The Supreme Court on Thursday upheld lower court decisions that say there is no legal basis for local governments to reject residency registration applications from Aum Shinrikyo members.
Ruling on the case for the first time, the top court demanded that Tokyo’s Suginami Ward and Nagoya’s Chuo Ward reverse their decisions on applications submitted by six cultists.
The court concluded that municipalities are required to accept residency applications, saying a resident registry book is “the basis for processing administrative duties, such as voter records, concerning residents by keeping accurate records conforming to (actual) residence (data).”
According to the ruling issued by the court’s first petty bench, “It is unacceptable for mayors to reject an application for relocation when there is a fact that a person who filed the application has set up a new domicile.”
The two local governments argued that the rejection of residency registration applications is allowed in exceptional cases, such as when there is a chance that order would be disturbed or the lives of residents threatened. The Supreme Court rejected these arguments, saying they have no legal basis.
“I truly find the ruling regrettable,” said Hiroshi Yamada, head of Suginami Ward. “The court did not understand the fact that residents are feeling threatened by the group.
“With this ruling as an opportunity, I think the government must come up with measures to dispel threats,” he added.
Some local governments have refused to allow members of the cult, now known as Aleph, to register as residents. Aum was responsible for, among other crimes, the 1995 sarin gas attack on the Tokyo subway system that killed 12 people and injured thousands.
Aum members have lodged lawsuits against other municipalities as well in response to such moves by local governments.

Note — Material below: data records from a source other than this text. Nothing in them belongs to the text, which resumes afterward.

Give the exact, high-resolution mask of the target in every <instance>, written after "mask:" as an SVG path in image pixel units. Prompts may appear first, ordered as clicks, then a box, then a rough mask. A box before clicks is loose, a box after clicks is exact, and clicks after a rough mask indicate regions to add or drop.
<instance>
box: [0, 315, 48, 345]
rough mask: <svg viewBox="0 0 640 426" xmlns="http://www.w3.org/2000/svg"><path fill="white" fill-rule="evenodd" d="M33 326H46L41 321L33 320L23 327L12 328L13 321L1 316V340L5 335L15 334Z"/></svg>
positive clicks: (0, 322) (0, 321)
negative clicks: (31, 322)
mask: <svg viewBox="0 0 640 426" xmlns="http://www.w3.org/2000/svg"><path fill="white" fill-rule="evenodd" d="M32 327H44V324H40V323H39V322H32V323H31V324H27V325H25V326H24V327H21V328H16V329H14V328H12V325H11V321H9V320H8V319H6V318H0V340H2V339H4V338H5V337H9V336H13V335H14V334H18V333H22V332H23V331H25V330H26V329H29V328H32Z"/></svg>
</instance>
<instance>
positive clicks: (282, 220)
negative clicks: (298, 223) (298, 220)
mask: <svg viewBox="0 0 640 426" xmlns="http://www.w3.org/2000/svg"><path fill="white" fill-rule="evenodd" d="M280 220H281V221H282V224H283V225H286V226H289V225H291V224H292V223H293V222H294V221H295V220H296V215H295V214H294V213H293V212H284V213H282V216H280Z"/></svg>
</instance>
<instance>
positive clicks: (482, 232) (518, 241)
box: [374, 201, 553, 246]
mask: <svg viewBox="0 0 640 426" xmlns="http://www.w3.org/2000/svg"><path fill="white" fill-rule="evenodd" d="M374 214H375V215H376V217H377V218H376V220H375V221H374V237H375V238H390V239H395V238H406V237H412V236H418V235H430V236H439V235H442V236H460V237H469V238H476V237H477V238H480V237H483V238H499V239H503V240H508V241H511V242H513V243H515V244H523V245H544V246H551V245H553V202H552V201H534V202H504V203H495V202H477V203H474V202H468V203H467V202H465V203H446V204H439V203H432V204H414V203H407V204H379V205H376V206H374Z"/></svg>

As Aum members have won many cases at the district and high court levels, some local governments have decided to reach negotiated settlements.
Following the top court’s decision, other municipalities are expected to come under pressure to decide how to deal with the issue. These include Osaka, Tokyo’s Arakawa Ward and Funabashi, Chiba Prefecture.
Hiroshi Araki, the cult’s spokesman, said after the ruling that Aum has sent letters calling on these municipalities to reach out-of-court settlements.
“We will continue to do our best to coexist with local communities,” Araki added.